The elected official who helped embarrass Cobb County over gay issues two decades ago now says that was a mistake, a change of heart timed with his campaign to return to office.
Bill Byrne faces Bob Weatherford in a GOP runoff on Tuesday and as the pair battle to replace retiring District 1 Commissioner Helen Goreham, LGBT issues surfaced in a Sunday debate. Weatherford blasted Byrne over his support for an ant-gay resolution the Cobb County Commission passed in 1993 ahead of the Olympics. Byrne, the commission chair at the time, backpedaled on Sunday from a vote he still publicly supported as recently as two years ago.
“Well, I regret that that happened, yes,” Byrne said. “That was brought forward … by a district commissioner by the name of Gordon Wysong. He brought it forward with the majority of the Board of Commissioners supporting that.
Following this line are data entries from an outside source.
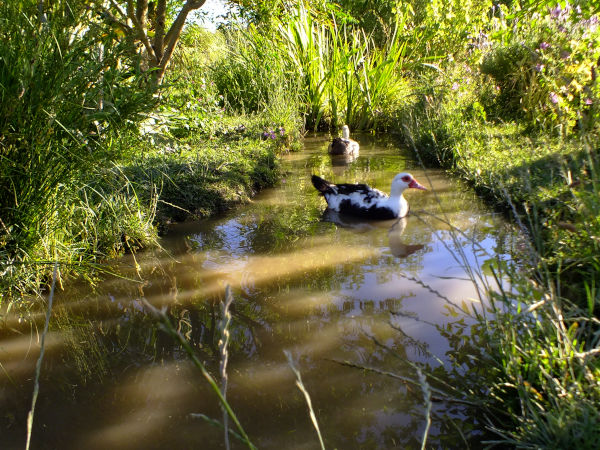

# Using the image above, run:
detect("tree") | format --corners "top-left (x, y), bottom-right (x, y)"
top-left (98, 0), bottom-right (206, 84)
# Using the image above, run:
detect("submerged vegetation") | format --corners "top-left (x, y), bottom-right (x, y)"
top-left (0, 0), bottom-right (600, 448)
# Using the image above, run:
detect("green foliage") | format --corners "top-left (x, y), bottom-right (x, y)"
top-left (481, 5), bottom-right (600, 136)
top-left (0, 1), bottom-right (153, 298)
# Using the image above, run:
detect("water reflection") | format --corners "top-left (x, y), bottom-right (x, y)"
top-left (0, 136), bottom-right (510, 449)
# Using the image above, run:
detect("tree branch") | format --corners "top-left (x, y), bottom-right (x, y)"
top-left (154, 0), bottom-right (167, 64)
top-left (127, 0), bottom-right (160, 64)
top-left (158, 0), bottom-right (206, 83)
top-left (165, 0), bottom-right (206, 48)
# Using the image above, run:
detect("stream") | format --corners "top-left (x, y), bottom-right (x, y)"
top-left (0, 135), bottom-right (515, 449)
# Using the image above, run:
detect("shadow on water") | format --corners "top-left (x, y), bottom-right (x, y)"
top-left (0, 132), bottom-right (512, 449)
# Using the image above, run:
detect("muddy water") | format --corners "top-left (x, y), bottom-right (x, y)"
top-left (0, 136), bottom-right (511, 449)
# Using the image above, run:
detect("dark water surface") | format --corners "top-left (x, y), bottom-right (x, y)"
top-left (0, 136), bottom-right (511, 449)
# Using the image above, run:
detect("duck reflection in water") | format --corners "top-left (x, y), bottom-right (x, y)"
top-left (321, 208), bottom-right (424, 258)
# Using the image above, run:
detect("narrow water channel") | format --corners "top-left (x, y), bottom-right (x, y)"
top-left (0, 136), bottom-right (511, 449)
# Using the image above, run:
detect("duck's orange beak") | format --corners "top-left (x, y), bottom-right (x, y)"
top-left (408, 178), bottom-right (427, 191)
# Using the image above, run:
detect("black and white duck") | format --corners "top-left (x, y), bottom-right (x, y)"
top-left (312, 173), bottom-right (427, 220)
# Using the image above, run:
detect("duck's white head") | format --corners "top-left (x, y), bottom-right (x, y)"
top-left (390, 172), bottom-right (427, 196)
top-left (342, 125), bottom-right (350, 139)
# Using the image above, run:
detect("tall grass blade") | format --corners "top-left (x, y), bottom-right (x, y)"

I could not — as much as I tried — (keep) it off of the agenda. When that came forward, it passed the Board of Commissioners. It was a resolution, not a policy statement.”
Yet Byrne voted for the resolution – which said the “gay lifestyle” was “incompatible with the standards to which the community subscribes” – and an earlier effort to ban funding to arts groups that support the “gay lifestyle.” The moves led LGBT activists to successfully push for Cobb to lose any chance of hosting events during the 1996 Olympics in Atlanta.
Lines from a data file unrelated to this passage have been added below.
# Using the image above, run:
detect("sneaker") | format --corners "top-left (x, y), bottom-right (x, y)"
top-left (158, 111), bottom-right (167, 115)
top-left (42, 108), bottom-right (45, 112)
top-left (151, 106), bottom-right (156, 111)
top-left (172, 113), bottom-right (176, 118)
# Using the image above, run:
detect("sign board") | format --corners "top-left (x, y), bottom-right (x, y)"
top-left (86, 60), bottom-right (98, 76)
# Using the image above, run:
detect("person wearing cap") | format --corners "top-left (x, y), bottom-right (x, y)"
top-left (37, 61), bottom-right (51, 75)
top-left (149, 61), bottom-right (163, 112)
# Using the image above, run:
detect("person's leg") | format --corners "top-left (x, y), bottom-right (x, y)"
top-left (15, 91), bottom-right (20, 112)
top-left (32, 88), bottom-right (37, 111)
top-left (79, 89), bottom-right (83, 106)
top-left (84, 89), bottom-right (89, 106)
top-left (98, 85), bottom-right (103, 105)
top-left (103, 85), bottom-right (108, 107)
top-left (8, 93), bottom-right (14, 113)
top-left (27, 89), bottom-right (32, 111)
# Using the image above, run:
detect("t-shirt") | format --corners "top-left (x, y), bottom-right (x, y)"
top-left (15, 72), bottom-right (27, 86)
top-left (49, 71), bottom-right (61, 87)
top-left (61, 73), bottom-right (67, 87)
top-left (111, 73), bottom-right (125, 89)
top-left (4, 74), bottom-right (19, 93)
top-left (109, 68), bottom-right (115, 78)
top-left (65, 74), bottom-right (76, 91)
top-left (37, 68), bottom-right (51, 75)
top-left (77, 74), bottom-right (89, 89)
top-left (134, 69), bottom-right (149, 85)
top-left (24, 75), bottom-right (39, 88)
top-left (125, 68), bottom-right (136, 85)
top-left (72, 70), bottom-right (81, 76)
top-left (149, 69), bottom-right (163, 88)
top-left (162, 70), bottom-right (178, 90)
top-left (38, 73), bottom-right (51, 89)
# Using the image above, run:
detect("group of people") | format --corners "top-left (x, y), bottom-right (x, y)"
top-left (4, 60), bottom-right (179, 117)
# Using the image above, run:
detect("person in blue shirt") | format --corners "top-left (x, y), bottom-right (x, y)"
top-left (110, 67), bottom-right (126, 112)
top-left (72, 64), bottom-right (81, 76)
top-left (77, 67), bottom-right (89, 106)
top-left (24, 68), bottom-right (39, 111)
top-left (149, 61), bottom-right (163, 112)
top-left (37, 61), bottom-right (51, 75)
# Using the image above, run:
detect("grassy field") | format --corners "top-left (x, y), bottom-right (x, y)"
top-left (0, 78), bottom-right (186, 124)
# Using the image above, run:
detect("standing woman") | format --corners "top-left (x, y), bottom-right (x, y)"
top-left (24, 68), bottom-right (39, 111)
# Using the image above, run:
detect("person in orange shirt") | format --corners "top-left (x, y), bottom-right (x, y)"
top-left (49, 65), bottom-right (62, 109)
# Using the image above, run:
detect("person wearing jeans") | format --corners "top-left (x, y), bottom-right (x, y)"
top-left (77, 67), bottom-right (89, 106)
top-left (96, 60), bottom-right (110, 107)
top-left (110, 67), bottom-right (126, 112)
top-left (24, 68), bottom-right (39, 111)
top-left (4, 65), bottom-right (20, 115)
Byrne, who has a lesbian daughter, still wasn't bothered by his votes in 2012 when he made a run to return to the Commission.
Still, Byrne voted for the resolution. He told the MDJ two years ago, the alternative was expressing support for the gay rights agenda.
“When given that as the question, then the answer to me is pretty clear. On that basis, I voted for the resolution,” he said in 2012.
Byrne lost that effort and this time around, he's expressing regret for his actions two decades ago.
When asked whether he would vote for the resolution today, Byrne said he would not, saying it was a “nasty point in time” for those involved and citing the resulting strained relationship with his openly gay daughter.
“It was something that was hurtful personally. It hurt my family, and it has followed me for years; to the point that two of you are asking me questions about it for something that happened 22 years ago,” he told a panel of journalists who asked the candidates questions during the debate. “No, I would not support something of that nature today.”
Weatherford relished making an issue of Byrne's anti-gay votes.
“I would never support something like that. I believe that everyone has equal opportunities,” Weatherford said. “I know there are certain rights that everyone’s granted.”
Weatherford also made sure to point out the resolution passed under Byrne’s watch.
“It was under chairman Byrne’s leadership that this occurred,” Weatherford said. “An effective leader, I think, would have somehow or another found a way not to have that harm Cobb County, which in fact it did.”